In a wide-ranging interview with CTV National News Chief Anchor and Senior Editor Lisa LaFlamme, Gates spoke about the challenges of achieving eradication, his efforts to encourage the world’s richest to help the world’s poorest, and his thoughts on Donald Trump.

Watch the entire conversation with Bill Gates on CTVNews.ca and CTV News Channel on Saturday, Sept. 17

In Nigeria, which is currently plagued by mass famine, starvation and a conflict against Islamist terrorist organization Boko Haram, Gates said providing aid has become more difficult.

“Whenever you have war, you often have more deaths because the medical system and the food system breaks down than you have directly through violence,” Gates said. “So it’s women and children who are actually suffering in many of these cases, including northern Nigeria right now.”

Even providing “the basics of health” to emergency camps has become tough, Gates said.

“This is not hospitals. This is just primary health care, the most simple things. And even so, getting the supplies out, getting the trained workers there even when things are stable, that’s not easy,” he said.

The Bill and Melinda Gates Foundation is a key partner in the Global Fund, a partnership formed in 2002 with governments across the world, to raise money and resources to beat AIDS, malaria and tuberculosis. The goal is to totally eradicate the three diseases by 2030, but Gates admits that may be ambitious.

“We won't be to absolutely zero on all three by then, but we should be way down,” he said. “Most of these diseases, we are down from the peak.”

To help make that happen, Gates has called on some of the world’s richest people to donate the majority of their wealth in an effort dubbed The Giving Pledge. So far, more than 150 people and families have accepted, including Facebook founder Mark Zuckerberg, business magnate Elon Musk and U.S. investor Warren Buffett.

One of the billionaires who has not taken the pledge is Donald Trump. Asked about the bombastic Republican nominee and what a Trump presidency would mean for global health, Gates said he has never met Trump or discussed issues with him.

“We work with whoever is elected.
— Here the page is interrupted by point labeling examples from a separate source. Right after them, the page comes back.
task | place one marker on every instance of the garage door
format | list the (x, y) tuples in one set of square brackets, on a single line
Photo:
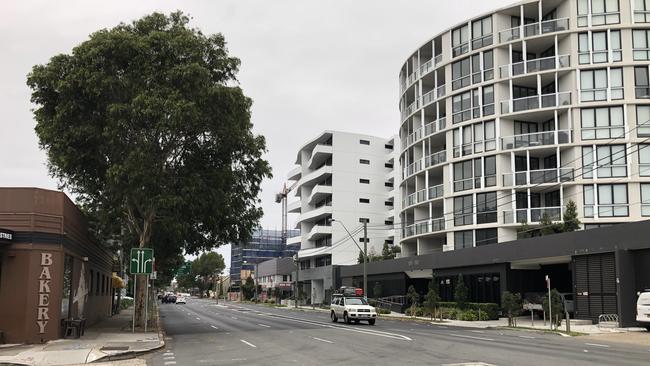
[(595, 284)]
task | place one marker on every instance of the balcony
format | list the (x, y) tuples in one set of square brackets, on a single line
[(536, 102), (536, 65), (532, 215), (534, 29), (318, 193), (541, 176), (319, 231), (319, 155), (294, 174), (429, 226), (536, 139), (294, 207)]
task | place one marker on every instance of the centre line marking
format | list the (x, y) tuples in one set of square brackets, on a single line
[(322, 340), (597, 345), (471, 337), (250, 344)]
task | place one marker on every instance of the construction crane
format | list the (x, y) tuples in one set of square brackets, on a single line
[(281, 197)]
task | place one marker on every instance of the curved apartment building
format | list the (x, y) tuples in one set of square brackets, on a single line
[(507, 117)]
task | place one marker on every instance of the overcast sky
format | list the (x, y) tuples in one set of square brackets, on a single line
[(307, 65)]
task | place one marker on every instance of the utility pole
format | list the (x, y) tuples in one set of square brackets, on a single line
[(365, 258)]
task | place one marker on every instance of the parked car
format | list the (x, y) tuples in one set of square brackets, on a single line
[(352, 308), (643, 309)]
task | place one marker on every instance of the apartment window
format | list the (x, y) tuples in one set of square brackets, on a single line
[(643, 120), (594, 85), (460, 40), (641, 85), (645, 199), (596, 49), (486, 236), (642, 11), (602, 123), (463, 239), (463, 212), (644, 160), (641, 44), (602, 12), (486, 207), (612, 200), (482, 32), (610, 160)]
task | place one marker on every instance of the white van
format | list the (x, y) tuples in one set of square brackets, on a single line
[(643, 309)]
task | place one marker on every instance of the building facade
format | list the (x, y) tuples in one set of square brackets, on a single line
[(265, 244), (50, 267), (507, 117), (341, 180)]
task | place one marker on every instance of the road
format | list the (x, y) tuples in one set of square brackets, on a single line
[(204, 333)]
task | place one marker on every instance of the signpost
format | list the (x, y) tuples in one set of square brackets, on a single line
[(142, 262)]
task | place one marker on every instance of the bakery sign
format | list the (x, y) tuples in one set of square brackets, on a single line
[(6, 236)]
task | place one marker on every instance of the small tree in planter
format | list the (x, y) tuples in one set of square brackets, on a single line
[(432, 298), (511, 304), (460, 292), (412, 296)]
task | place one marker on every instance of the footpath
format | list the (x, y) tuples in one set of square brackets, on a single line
[(111, 339)]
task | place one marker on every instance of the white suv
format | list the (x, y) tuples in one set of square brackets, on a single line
[(643, 309), (352, 308)]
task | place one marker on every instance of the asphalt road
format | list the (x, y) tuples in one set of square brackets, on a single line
[(204, 333)]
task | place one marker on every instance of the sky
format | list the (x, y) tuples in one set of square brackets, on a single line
[(308, 66)]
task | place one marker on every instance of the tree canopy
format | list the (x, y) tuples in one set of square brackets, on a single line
[(146, 125)]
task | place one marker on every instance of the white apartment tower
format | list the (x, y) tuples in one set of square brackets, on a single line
[(341, 180), (512, 114)]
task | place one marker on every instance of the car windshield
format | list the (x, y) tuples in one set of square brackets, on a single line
[(355, 301)]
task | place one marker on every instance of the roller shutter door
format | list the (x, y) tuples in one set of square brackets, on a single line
[(595, 284)]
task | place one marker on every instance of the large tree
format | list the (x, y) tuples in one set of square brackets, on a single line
[(145, 120)]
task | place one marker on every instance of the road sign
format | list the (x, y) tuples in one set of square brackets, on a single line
[(141, 261)]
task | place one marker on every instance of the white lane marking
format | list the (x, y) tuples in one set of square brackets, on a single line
[(471, 337), (248, 343), (322, 340), (597, 345)]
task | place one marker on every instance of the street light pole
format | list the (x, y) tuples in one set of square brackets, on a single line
[(364, 250)]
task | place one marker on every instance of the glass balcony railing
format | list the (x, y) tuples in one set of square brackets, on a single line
[(536, 139), (534, 29), (536, 102), (532, 215), (536, 65), (540, 176)]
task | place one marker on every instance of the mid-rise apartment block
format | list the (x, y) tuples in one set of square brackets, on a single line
[(341, 180), (508, 116)]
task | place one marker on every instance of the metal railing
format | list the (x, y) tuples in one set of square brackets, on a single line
[(533, 29), (536, 102), (540, 176), (536, 65), (536, 139)]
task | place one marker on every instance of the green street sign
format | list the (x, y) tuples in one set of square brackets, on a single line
[(141, 261)]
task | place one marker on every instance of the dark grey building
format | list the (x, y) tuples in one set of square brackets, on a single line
[(603, 268)]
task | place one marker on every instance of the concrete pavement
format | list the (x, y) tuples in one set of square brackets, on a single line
[(204, 333)]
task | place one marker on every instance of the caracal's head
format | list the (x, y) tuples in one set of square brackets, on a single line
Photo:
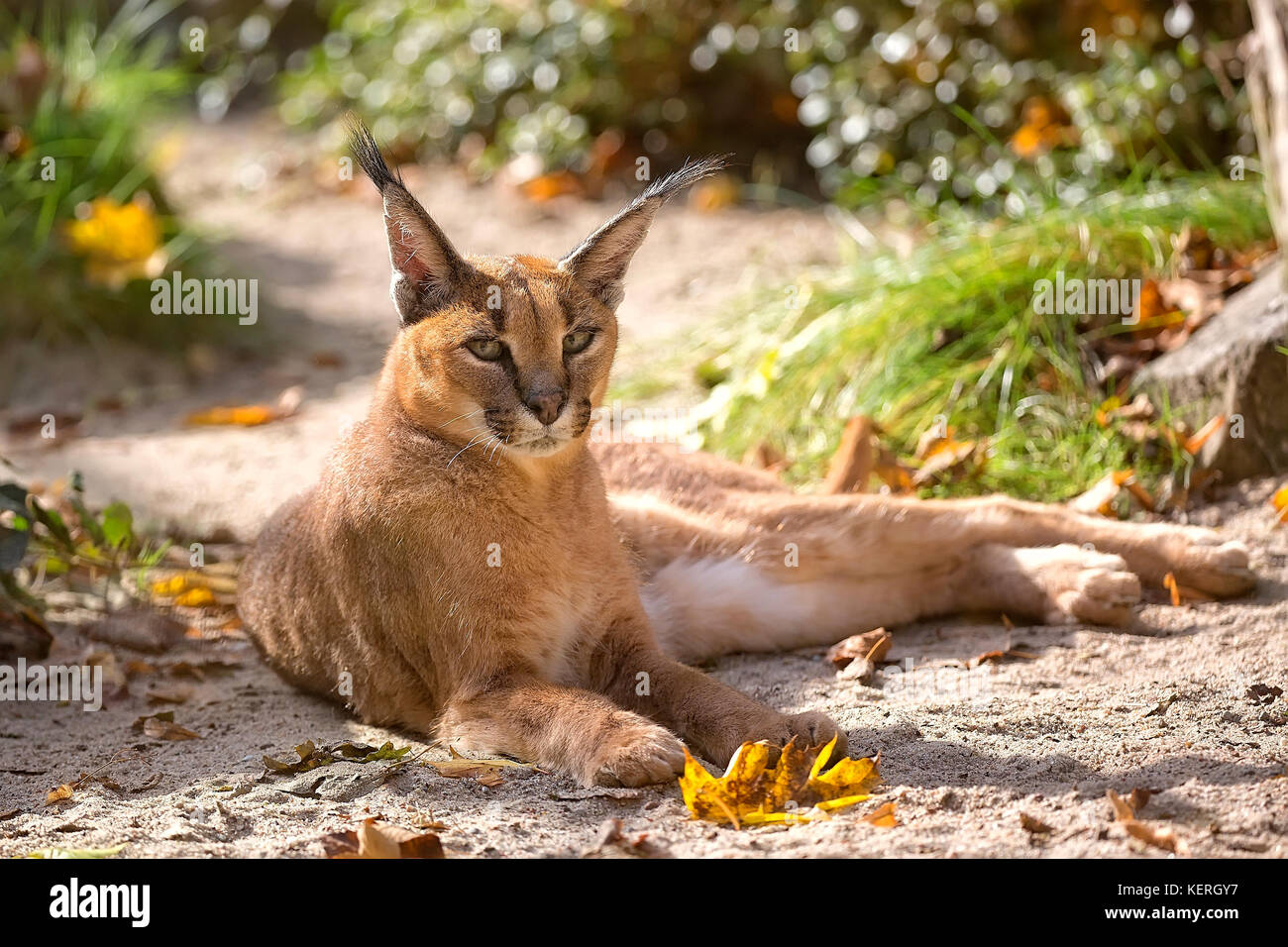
[(506, 352)]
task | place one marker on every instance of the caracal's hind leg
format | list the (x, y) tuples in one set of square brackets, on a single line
[(734, 562)]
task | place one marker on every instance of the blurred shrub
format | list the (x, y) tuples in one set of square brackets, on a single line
[(82, 222), (1020, 101)]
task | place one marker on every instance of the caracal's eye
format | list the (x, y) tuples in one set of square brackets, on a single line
[(576, 342), (487, 350)]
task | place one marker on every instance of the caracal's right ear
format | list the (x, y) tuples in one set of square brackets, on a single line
[(428, 270), (600, 261)]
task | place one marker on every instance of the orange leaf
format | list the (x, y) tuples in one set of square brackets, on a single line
[(1193, 445), (1280, 502)]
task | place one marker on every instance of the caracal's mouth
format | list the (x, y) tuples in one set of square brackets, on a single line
[(541, 445)]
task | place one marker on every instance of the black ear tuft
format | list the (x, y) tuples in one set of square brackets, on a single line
[(690, 172), (368, 153), (600, 261)]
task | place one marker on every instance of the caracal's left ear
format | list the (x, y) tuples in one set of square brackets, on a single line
[(600, 261), (426, 269)]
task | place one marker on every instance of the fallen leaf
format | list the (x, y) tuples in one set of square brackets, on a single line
[(162, 727), (1183, 592), (485, 771), (1000, 656), (310, 755), (764, 457), (1151, 834), (883, 817), (249, 415), (1033, 825), (76, 852), (854, 460), (1138, 797), (871, 646), (376, 839), (754, 792), (1263, 694), (1160, 707)]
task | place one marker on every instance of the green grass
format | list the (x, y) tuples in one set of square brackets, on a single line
[(863, 342), (95, 77)]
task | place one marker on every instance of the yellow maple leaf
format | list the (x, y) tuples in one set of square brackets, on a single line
[(119, 241), (754, 792)]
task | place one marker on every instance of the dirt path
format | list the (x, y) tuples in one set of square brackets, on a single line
[(321, 260), (1163, 705)]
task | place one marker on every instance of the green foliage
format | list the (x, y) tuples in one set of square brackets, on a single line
[(952, 331), (71, 99), (60, 541), (864, 95)]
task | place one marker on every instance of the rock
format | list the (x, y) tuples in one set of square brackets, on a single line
[(1233, 367)]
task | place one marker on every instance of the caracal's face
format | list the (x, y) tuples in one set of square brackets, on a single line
[(516, 361)]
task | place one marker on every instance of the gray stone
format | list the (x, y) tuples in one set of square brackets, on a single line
[(1234, 367)]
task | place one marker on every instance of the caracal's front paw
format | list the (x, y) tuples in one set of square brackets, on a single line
[(816, 729), (636, 755), (1083, 585), (1205, 561), (778, 729)]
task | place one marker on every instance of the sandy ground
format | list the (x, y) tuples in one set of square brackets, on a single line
[(965, 749)]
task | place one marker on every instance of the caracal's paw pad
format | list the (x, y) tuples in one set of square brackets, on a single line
[(816, 729), (636, 755), (1205, 561), (1085, 585), (806, 729)]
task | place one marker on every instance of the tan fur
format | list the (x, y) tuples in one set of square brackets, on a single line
[(460, 570)]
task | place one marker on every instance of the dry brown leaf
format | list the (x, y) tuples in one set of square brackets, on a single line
[(871, 646), (854, 460), (166, 729), (1149, 832), (883, 817), (1033, 825), (1183, 592), (376, 839), (484, 771), (1000, 656), (764, 457), (1280, 502)]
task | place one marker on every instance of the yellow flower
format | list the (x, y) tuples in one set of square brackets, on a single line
[(120, 241)]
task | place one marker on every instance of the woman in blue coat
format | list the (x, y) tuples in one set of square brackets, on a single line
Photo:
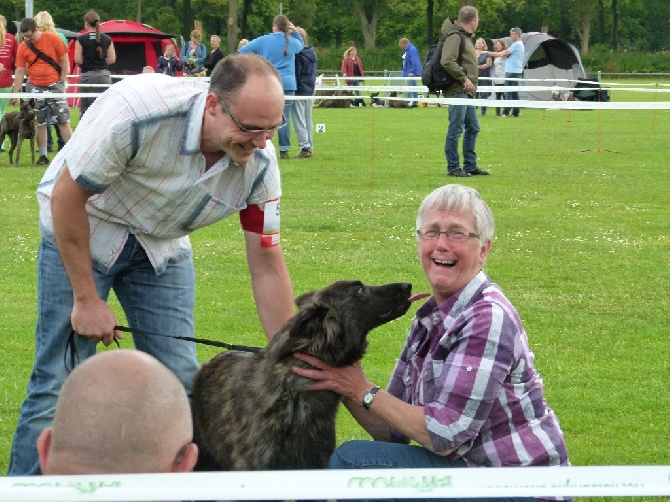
[(280, 48)]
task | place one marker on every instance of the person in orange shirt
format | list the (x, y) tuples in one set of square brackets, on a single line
[(8, 47), (47, 67)]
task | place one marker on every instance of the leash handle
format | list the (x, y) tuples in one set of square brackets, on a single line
[(137, 331)]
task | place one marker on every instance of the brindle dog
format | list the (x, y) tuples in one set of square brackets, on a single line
[(251, 412), (19, 126)]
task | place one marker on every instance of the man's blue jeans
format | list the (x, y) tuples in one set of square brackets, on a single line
[(284, 133), (382, 455), (413, 96), (159, 303), (462, 117), (514, 95)]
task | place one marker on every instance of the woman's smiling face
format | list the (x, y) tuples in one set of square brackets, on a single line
[(449, 266)]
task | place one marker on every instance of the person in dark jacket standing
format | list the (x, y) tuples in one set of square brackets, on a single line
[(305, 75), (463, 67), (94, 52), (411, 67)]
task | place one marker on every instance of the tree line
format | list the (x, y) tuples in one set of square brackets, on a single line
[(620, 25)]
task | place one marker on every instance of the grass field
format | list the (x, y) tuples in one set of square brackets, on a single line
[(582, 249)]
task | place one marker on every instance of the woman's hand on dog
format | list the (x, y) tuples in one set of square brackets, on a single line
[(348, 381)]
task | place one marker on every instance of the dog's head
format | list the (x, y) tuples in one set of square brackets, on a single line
[(333, 322), (27, 109)]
Some will bring a more generous, open view of the world than others,” he said.

Asked about the tenor of the campaign, Gates said he’s been taken aback by the recent rise in nationalist politics in the U.S. and abroad.

“I am surprised that in various countries, whether it's the U.K. or the U.S., you see isolationist tendencies that would tend to work against the co-operation, whether it's climate change, immigration, innovation, helping the very poorest. You know, those are things where you want to think across country boundaries and see win-win type solutions.”

Gates will visit Montreal on Sept. 17 for Global Citizen: A Concert to End AIDS, Tuberculosis and Malaria. The show, which will be aired on CTV, will include performances by Grimes, Metric, Usher, Half Moon Run and Charlotte Cardin.

Gates said his work with global health has been “enlightening” because it gives him the chance to see the intricacies behind problems on the ground.

“What you see in terms of suffering is so huge compared to anything that we’re used to – a ward filled with kids who have malaria, some of whom are not going to survive. And then going back in (the) future and seeing, because of bed nets the Global Fund bought, that those lives are being saved.”